Plaid Cymru claims the Welsh government has backed a 'hard Brexit'

 

Plaid Cymru has accused Labour of adopting a hard Brexit policy, after a Plaid motion advocating membership of the single market was defeated in the Senedd.

Tabled yesterday, the symbolic motion called on the Assembly to note ‘the importance of full membership of the European single market to the Welsh economy’. A Tory amendment instead noted the importance of ‘access to the single market’ for the Welsh economy, and was supported by Labour and Lib Dem AM Kirsty Williams.

Plaid AM Adam Price commented:

“Today Labour in Wales voted with the Tories against the Welsh national interest.

Due to the way Labour have voted, David Davis’ hard Brexit policy has now been adopted by the Welsh Government.
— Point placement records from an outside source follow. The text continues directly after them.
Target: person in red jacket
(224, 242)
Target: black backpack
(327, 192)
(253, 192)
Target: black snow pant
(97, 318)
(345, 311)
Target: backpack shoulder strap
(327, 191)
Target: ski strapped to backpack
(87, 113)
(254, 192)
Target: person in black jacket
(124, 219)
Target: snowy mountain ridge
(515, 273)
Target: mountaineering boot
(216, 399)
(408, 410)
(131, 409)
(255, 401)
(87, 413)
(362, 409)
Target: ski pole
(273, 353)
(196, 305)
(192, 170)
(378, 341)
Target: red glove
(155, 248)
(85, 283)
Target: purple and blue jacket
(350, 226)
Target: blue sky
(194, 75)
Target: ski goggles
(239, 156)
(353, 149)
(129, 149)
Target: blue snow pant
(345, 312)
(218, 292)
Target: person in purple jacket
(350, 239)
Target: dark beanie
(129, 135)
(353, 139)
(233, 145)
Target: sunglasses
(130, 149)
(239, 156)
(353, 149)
This is a dark day for Wales as the National Assembly becomes the first parliament in these islands to vote in favour of a hard Brexit, and to yield any possible leverage in securing the best deal for Wales, thanks to Labour joining forces with the Tories.

Ever since the Brexit vote the Labour government’s position on membership of the single market has been confused at best with successive statements expressing contradictory positions. One minute Labour was in favour of full membership then just access the next, one minute they wanted free movement of people, the next minute they were calling for a moratorium on free movement.”
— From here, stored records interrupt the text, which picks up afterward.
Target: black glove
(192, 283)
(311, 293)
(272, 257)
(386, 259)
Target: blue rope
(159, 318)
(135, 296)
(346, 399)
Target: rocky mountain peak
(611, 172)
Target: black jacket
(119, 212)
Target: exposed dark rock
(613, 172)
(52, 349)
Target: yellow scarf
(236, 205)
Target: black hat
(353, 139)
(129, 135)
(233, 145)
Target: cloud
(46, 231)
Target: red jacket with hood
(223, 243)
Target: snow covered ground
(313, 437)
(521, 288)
In June, 52.5 per cent of Welsh voters voted to leave the EU. UKIP AMs and other pro-Leave voices welcomed yesterday’s vote, claiming it shows that the government has accepted the decision of the Welsh people.

Carwyn Jones and his party have come under fire for failing to take a clear line on the Brexit vote. Yesterday, ministers admitted that a press statement issued on 24 June was altered after being sent to journalists, to remove a reference to free movement of people.
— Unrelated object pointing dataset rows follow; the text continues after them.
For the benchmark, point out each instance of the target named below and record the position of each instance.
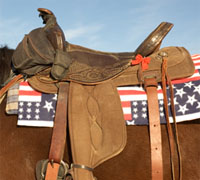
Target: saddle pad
(12, 100)
(133, 99)
(35, 108)
(186, 94)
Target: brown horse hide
(22, 147)
(5, 63)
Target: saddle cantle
(97, 130)
(123, 74)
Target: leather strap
(154, 128)
(10, 84)
(172, 139)
(59, 133)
The orginal version stated that ‘it is vital that the UK negotiates to retain access to the 500m customers in the Single Market and that we retain free movement of people’. The amended version, released less than an hour later, said ‘it is vital that the UK negotiates to retain access to the 500m customers in the Single Market.’

A spokesman for the Welsh government confirmed that the draft had been altered, adding that:

“The Welsh government’s view on freedom of movement has been articulated a number of times by the first Minister and other ministers. It was clearly a big concern for many voters, and as such we regard it as something still open for debate as we develop our thinking.”